Difficult to believe that until recently the US dollar was being written off by all and sundry, with some even suggesting that its days as the currency of first reserve were numbered. Many were calling for the Yuan to replace it, and even the euro in its current iteration. Others suggested a basket of currencies. How times have changed.
So what has changed? Well much as for the USD/JPY which I referred to in a post last week as being a game of two halves as far as the year was concerned, the same thoughts could equally be applied to the US dollar index, and perhaps the most descriptive chart is the monthly timeframe.
For the first half of 2014, the index remained waterlogged with the price action contained in a narrow range, building a platform of support in the 79 region and an area of resistance in the 81.50 area, and with many analysts having forecast 2014 as the ‘year of the USD’ it seemed that their forecasts were incorrect. Then in July, the sleeping giant finally awoke from its slumbers, and since then has powered higher with December now looking to add a sixth straight month of gains for the dollar, with Friday’s Non Farm Payroll helping to propel the index through the 89 level to currently trade at 89.51 at the time of writing, a level not seen since 2009. Indeed if the 89.71 high of 2009 is duly taken out this week, then we can expect to see the index rise higher still and move to test the 92.53 high of 2005, a level that would have been unthinkable in the summer.
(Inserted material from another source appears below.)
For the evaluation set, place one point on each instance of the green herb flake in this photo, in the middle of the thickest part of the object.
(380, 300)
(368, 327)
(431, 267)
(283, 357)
The strongly bullish technical picture is also supported by the fundamental, with recent encouraging statements from the FOMC concerning the US economy providing the platform of the recovery, with interest rate differentials now once again rising in importance. With Europe struggling and even mighty China suggesting a possible slowdown, the US dollar could continue its progress higher still in 2015, and perhaps even move towards 100 in the longer term. To borrow from a popular street art slogan, for the time being ‘the US dollar rules OK’!
By Anna Coulling
Anna,
You are living in a dream world, most of the usa states are bankrupted, the fed act if they have no debt, the payroll is manipulated to hell, the only true value is gold and silver?
Listern to the likes of Ron Paul and Mike Maloney and Max Kieser, then you will get the truth.
One of the banks are going to collapse with there derivatives contracts, I would say it going to be a German bank, and then you see how good the us will be.
Terry you are the one living in a dream world. Anna is reporting the current state of the market, not what her (or your) political views are. Maybe the world is coming to an end like you believe… but it’s not happening now. The right trade to be in now is long the U.S. Dollar until the market says otherwise. Perhaps you’d be more at home commenting on a survivalist or gold bug blog instead of here.
BTW, why don’t you put your money where your mouth is and short the U.S. Dollar? I’d be happy to take your trade and add to my long position that is currently up 48% on the year.
Terry… You’re way off. The gold standard is long dead and it’s not coming back. There’s a reason for that, it doesn’t work. Here in ‘Merica (and all other closed loop economies), public sector (government) debt is equal to private sector wealth, to the exact penny. It’s impossible for the Fed to run out of money, since they create, or ‘issue’ new money. Sort of how the system works. I believe economists call it “operational reality”, of which most people are completely clueless of.
Derivatives are also not the problem they’re believed to be. http://www.thestreet.com/story/12066676/1/the-market-for-derivatives-is-not-bigger-than-world-gdp.html
Actually, Anna is basically correct. The Dollar has bullish cycles through to mid 2016 at least and potentially through to August 2017. Currently you’ll find the Dollar will correct lower for a while but not too long and will pick up again early next year. Once that follow-through has been seen, there will be a few months of weakness in a correction.
I had many traders tell me in mid 2010, when I said the DOW would reach above 16,000-17,000 at least, that I was crazy and that wasn’t it obvious that the U.S. economy was going to crash. Well, here we are close to 18K but frankly I don’t think it’ll get too much higher now.